Le indagini le stanno svolgendo i carabinieri della Compagnia di Fiorenzuola d’Arda e i colleghi del nucleo investigativo di Piacenza, che da ieri notte sono al lavoro per raccogliere le tracce che possano condurre ai ladri, i quali al momento sono spariti nel nulla con il bottino. Gli accertamenti si concentrano anche sulla ricerca di un possibile basista che abbia dato indicazioni alla banda che poi è entrata in azione. L’ora X è scattata nel cuore della notte, quando i banditi hanno bloccato almeno tre strade della Bassa piacentina nei dintorni del magazzino logistico Dhl di Monticelli d’Ongina, tra Piacenza e Cremona. Per farlo hanno disseminato l’asfalto di chiodi, dopodiché hanno dato alle fiamme diverse auto e furgoni che avevano rubato nelle ore precedenti, posteggiandoli in simultanea di traverso in mezzo alla strada, in modo da creare una barriera di ferro e fiamme.
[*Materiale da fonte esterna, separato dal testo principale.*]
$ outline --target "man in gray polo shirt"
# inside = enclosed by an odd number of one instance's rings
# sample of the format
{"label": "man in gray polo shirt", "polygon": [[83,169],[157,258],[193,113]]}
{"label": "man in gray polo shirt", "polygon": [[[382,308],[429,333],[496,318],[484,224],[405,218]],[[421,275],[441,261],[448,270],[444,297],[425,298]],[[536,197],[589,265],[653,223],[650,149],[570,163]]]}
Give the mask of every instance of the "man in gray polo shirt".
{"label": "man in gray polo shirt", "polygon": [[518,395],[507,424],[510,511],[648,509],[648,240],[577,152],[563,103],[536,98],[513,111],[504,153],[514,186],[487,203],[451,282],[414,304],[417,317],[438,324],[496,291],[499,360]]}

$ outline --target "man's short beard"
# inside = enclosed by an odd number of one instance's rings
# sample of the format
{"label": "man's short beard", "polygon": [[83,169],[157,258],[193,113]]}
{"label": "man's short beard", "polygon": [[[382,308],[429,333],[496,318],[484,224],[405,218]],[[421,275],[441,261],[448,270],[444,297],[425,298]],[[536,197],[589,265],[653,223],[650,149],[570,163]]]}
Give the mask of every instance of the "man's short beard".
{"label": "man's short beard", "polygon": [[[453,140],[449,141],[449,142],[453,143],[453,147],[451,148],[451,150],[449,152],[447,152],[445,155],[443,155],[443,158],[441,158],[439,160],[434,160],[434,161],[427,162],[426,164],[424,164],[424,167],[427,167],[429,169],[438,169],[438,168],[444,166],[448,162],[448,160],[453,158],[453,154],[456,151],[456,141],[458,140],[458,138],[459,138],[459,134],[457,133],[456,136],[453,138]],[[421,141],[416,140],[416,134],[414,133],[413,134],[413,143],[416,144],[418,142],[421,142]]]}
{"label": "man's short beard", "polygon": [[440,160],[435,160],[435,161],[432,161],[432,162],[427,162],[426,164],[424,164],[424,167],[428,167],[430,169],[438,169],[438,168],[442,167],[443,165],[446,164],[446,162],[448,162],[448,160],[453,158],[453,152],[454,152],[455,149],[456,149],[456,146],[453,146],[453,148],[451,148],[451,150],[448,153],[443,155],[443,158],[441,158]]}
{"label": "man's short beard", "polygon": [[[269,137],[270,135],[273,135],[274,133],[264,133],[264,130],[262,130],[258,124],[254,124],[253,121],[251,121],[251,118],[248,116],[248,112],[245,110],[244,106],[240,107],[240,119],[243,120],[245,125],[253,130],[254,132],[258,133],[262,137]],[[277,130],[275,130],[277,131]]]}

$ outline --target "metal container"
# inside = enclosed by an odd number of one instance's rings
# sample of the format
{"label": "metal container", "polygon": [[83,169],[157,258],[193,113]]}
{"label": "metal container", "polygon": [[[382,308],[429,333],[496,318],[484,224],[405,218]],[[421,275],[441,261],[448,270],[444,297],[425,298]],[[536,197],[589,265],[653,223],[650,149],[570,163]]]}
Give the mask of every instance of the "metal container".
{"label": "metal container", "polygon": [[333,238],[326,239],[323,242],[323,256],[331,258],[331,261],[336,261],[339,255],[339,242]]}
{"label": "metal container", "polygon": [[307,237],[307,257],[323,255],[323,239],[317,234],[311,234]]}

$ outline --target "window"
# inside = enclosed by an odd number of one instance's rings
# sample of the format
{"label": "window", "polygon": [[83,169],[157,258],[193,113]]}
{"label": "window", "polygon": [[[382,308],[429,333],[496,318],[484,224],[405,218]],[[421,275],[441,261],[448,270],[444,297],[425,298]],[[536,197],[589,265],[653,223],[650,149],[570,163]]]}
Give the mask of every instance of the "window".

A quel punto un’altra squadra ha puntato dritta verso l’ingresso del comparto logistico, sfondando le sbarre poste all’ingresso e tenendo sotto il tiro delle armi le guardie giurate poste a vigilanza notturna della struttura. Dalle prime informazioni a disposizione, pare che una volta all’interno, i ladri siano andati a colpo sicuro verso i mezzi e gli scaffali con la merce più preziosa: telefonini nuovi di ultima generazione, tablet e computer. Tutta roba che probabilmente era già destinata a rifornire i grossi centri commerciali del Nord in vista del Natale. Mentre i ladri caricavano la merce sui loro mezzi pronti alla fuga, i vigili del fuoco intervenivano insieme ai carabinieri per spegnere i mezzi in fiamme sulle strade: quello che la banda aveva previsto. La banda, che aveva studiato una via di fuga sicura probabilmente attraverso piccole strade di campagna nella zona, pare sia scappata verso il confine con la Lombardia e il Cremonese, dileguandosi probabilmente dopo aver imboccato la vicina autostrada A21.

Si ipotizza che abbiano raggiunto un posto sicuro, forse nemmeno troppo distante, dove tenere stoccata tutta la refurtiva in attesa di trasportarla poi con calma altrove. I carabinieri, una volta arrivati alla Dhl, hanno subito ascoltato le testimonianze del personale minacciato e hanno sequestrato i filmati del sistema di videosorveglianza. Inoltre hanno effettuato una lunga serie di rilievi tecnici a caccia di tracce che i ladri potrebbero aver incautamente lasciato.